昨儿下午,突然见到TJ的短信,调档的事情又出了问题,赶紧赶去学校,又是TJ又是HL的,一通电话猛打。除了憎恨高校的办事效率低下,实在对HL那个白痴男火气很大。总算最后大小姐亲自出马,事情搞定。
难得回一次母校了,自然要和胡子哥哥芳妹妹一起吃饭。在三好坞的雅座里点了一桌好菜,算是庆祝各自都有了着落,但又难过三人各奔东西。TJ、HL、DH分别在这个城市的三个角落,实在相隔遥远。
胡子哥哥是性情中人,好菜要有好菜配。香醇的红酒倒上,不一会儿,我和芳就是红粉菲菲。其实这两人的酒量都甚于我,我呢?我也不知道自己到底什么酒量,通常情况下,喝一口就上脸,还没喝醉就想睡觉了。昨天喝完第一轮,我就开始困顿,等到挥发完,再喝第二轮,起身回家时刚刚喝完第三轮。

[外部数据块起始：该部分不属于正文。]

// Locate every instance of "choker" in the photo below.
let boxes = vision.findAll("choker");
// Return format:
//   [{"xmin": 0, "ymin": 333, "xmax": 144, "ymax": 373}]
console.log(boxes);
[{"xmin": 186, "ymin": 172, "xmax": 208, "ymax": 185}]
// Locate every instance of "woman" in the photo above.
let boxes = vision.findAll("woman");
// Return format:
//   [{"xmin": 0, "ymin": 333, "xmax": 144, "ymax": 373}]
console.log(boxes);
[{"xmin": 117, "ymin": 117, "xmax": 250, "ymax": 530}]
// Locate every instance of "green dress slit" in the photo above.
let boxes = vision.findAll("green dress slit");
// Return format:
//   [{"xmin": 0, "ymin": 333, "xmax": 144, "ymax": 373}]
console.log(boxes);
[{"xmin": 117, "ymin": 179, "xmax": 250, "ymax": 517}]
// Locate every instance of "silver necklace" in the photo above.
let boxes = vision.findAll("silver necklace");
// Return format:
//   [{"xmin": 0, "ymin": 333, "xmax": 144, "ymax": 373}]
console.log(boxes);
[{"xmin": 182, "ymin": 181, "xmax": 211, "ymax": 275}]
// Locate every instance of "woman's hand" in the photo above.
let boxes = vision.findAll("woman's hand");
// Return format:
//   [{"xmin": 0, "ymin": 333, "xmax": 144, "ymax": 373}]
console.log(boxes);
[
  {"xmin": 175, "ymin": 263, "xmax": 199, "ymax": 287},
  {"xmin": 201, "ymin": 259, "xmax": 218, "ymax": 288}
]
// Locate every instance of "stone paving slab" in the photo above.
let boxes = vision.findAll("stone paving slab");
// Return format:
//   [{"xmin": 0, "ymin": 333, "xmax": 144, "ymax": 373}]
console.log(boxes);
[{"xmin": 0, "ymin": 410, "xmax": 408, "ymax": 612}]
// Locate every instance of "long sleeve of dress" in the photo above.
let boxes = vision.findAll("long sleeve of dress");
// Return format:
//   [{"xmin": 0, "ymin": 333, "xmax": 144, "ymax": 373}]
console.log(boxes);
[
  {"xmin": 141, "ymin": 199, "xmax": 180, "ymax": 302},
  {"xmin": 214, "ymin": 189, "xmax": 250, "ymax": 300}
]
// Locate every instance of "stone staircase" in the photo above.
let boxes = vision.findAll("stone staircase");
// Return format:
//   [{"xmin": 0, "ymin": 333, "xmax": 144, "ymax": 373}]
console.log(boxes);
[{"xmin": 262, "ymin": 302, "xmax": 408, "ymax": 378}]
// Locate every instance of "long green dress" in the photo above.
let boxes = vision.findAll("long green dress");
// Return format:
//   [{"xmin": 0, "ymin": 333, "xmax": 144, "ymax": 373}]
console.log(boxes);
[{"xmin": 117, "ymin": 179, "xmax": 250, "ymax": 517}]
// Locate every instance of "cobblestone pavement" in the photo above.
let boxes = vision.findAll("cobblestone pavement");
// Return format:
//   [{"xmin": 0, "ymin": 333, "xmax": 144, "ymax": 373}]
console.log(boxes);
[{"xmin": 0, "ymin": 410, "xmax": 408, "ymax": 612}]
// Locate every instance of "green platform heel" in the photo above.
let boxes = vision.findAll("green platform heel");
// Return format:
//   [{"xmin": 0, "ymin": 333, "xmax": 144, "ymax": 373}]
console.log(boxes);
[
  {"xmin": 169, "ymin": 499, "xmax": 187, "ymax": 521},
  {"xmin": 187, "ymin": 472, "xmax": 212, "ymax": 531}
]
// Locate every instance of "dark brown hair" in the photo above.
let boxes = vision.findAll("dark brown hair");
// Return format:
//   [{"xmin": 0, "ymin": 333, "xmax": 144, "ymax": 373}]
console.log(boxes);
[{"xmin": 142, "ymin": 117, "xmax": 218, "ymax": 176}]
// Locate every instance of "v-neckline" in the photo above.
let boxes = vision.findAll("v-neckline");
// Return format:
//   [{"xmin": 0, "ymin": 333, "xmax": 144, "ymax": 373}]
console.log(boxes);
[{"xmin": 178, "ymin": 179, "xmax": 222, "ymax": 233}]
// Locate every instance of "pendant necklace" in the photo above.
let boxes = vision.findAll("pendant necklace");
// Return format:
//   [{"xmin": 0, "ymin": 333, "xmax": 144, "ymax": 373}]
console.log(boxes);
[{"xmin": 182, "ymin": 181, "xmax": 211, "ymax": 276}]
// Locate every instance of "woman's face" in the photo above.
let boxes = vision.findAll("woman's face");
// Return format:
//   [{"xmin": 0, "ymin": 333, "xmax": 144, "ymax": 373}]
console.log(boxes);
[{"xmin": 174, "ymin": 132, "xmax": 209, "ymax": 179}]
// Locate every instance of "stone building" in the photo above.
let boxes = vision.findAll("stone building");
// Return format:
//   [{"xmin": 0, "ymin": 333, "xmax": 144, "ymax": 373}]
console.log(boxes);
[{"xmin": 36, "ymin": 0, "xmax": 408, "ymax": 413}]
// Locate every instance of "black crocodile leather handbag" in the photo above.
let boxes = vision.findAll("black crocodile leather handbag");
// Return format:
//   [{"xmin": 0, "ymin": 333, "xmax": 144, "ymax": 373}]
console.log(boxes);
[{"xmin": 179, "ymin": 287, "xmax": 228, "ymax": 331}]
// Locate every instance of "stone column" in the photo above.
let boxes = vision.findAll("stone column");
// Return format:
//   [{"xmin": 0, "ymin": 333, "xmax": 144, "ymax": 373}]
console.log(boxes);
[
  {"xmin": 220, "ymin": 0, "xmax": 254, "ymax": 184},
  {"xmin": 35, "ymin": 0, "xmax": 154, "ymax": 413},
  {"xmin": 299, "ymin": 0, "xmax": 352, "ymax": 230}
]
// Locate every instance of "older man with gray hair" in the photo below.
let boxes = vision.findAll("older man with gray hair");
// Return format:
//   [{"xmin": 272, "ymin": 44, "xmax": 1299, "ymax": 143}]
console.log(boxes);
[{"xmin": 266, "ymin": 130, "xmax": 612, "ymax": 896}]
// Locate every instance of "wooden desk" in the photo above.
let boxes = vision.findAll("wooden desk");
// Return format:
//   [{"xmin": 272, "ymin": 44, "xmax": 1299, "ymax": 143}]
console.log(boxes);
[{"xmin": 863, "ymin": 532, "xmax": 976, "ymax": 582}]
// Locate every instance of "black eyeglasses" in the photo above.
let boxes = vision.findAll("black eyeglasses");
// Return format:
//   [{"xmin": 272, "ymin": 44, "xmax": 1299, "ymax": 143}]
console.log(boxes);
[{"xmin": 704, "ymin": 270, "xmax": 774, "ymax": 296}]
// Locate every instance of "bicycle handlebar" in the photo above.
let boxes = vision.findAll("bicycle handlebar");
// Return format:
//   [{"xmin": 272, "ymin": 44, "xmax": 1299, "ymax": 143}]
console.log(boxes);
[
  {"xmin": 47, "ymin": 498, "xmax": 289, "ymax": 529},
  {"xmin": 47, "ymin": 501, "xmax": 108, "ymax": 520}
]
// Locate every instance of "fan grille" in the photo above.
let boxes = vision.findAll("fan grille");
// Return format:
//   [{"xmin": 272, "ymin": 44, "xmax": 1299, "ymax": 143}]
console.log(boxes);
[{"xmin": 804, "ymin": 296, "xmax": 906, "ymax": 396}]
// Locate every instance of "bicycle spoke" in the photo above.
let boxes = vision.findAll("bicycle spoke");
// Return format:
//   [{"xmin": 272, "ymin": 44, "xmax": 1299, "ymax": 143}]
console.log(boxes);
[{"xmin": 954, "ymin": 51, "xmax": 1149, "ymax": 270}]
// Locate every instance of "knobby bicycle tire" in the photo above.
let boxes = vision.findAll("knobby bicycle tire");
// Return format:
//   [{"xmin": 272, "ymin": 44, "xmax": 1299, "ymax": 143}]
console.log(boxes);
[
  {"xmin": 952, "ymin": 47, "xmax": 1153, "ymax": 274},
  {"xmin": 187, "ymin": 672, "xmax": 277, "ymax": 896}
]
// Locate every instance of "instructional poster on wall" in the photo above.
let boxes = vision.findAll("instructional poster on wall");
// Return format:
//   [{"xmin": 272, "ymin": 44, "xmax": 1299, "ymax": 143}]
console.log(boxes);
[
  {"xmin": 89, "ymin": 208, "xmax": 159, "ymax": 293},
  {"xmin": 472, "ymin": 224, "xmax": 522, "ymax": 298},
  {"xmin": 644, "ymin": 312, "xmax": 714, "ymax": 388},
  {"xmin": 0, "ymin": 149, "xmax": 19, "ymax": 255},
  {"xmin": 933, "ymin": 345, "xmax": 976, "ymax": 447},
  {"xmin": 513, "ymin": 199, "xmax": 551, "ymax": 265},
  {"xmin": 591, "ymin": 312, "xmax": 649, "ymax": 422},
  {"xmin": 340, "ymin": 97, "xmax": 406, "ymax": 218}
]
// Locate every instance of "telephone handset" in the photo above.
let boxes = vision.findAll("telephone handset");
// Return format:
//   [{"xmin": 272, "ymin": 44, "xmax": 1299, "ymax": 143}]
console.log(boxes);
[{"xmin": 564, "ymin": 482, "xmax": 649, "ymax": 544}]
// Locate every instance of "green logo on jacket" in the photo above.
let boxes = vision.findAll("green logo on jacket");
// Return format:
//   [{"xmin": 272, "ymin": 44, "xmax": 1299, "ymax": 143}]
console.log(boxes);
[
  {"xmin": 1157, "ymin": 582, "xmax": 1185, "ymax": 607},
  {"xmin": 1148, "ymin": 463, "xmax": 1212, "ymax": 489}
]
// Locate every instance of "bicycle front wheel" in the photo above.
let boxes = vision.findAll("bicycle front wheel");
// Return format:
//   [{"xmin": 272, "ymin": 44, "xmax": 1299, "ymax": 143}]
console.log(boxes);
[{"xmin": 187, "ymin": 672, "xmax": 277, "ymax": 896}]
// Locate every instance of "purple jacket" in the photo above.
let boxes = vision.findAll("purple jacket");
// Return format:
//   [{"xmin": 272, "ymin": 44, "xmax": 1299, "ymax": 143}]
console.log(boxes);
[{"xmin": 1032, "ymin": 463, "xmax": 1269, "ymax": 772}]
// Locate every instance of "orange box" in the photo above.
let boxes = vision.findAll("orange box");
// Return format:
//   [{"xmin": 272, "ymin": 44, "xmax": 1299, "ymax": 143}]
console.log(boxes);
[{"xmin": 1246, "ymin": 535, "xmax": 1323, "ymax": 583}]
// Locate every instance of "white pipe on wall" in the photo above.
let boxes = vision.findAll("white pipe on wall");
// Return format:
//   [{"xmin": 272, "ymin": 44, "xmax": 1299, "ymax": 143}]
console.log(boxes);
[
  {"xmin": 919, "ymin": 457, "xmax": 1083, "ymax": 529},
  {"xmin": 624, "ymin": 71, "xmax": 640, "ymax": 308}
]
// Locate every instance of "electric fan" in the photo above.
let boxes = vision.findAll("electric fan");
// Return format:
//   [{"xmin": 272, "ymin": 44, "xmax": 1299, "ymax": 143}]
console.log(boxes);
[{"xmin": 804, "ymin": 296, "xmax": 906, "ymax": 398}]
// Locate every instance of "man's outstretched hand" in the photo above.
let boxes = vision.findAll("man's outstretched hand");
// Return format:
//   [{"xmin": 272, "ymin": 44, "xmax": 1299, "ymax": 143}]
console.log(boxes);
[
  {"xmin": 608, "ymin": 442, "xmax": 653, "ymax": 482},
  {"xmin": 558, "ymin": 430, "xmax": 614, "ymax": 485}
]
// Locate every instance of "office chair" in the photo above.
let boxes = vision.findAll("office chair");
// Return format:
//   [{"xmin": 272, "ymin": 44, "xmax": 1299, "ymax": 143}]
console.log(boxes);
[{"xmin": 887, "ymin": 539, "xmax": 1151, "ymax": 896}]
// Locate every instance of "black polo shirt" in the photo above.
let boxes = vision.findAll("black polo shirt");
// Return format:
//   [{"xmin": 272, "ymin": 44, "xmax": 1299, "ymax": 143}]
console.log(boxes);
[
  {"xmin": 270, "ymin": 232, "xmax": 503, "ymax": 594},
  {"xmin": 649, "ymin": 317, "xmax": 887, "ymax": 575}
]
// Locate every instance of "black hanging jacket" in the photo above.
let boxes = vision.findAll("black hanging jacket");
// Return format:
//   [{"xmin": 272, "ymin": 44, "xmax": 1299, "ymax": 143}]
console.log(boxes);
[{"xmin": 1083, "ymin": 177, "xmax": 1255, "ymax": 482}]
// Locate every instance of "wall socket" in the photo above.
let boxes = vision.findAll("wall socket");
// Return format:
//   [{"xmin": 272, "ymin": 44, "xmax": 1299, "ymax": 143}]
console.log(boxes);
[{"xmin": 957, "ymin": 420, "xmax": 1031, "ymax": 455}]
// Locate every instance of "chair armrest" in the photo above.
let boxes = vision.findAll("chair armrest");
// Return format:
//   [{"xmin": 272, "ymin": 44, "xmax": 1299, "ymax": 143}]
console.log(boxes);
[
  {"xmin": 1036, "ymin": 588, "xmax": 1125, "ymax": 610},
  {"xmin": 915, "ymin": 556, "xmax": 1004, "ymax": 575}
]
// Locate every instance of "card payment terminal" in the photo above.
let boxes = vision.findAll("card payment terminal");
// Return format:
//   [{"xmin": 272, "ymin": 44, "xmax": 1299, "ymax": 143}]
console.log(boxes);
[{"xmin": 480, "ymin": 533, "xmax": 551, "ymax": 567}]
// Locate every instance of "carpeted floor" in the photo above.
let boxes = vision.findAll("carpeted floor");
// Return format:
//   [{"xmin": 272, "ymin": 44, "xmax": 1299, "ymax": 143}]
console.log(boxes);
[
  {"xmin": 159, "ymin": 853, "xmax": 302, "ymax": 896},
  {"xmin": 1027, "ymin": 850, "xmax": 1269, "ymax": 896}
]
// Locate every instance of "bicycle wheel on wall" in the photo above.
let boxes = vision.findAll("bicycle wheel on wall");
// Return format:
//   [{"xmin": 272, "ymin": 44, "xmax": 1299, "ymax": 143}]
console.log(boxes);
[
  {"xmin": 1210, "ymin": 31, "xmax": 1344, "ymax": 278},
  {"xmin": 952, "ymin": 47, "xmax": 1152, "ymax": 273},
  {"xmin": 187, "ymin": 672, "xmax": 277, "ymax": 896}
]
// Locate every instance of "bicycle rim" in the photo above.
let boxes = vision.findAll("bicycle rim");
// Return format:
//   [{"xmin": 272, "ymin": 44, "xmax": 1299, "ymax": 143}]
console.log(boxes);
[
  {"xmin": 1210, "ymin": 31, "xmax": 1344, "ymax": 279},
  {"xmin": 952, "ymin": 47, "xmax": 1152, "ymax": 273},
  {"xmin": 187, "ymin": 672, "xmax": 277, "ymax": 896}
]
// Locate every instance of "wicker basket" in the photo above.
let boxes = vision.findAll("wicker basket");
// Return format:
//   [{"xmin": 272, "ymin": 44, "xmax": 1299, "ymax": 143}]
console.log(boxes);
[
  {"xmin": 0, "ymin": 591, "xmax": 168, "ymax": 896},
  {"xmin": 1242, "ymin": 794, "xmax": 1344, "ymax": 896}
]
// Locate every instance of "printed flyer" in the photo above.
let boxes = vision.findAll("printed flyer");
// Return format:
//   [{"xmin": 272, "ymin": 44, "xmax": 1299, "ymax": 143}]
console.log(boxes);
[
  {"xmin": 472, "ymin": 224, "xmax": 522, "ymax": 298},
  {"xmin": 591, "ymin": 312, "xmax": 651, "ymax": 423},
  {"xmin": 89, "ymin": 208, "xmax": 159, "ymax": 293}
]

小N关心我调档的事情打电话来,我的意识完全是清醒的,可嘴巴仿佛不听使唤,怎么也讲不出调档申请这四个字。为了不让老妈担心,胡子陪我在校园里兜了好大的一个圈子,我们路过图书馆,路过南楼北楼,怀念去年废寝忘食的时光,我们三个除了睡觉时间,一直都在一起,互相鼓励,互相支撑,熬过这段人生中特别的日子。仿佛就是昨天的事情,可今天的我们,红着两脸蛋,看到自修教室里苦读的学生,一切都是那么陌生,恍若两个世界的人。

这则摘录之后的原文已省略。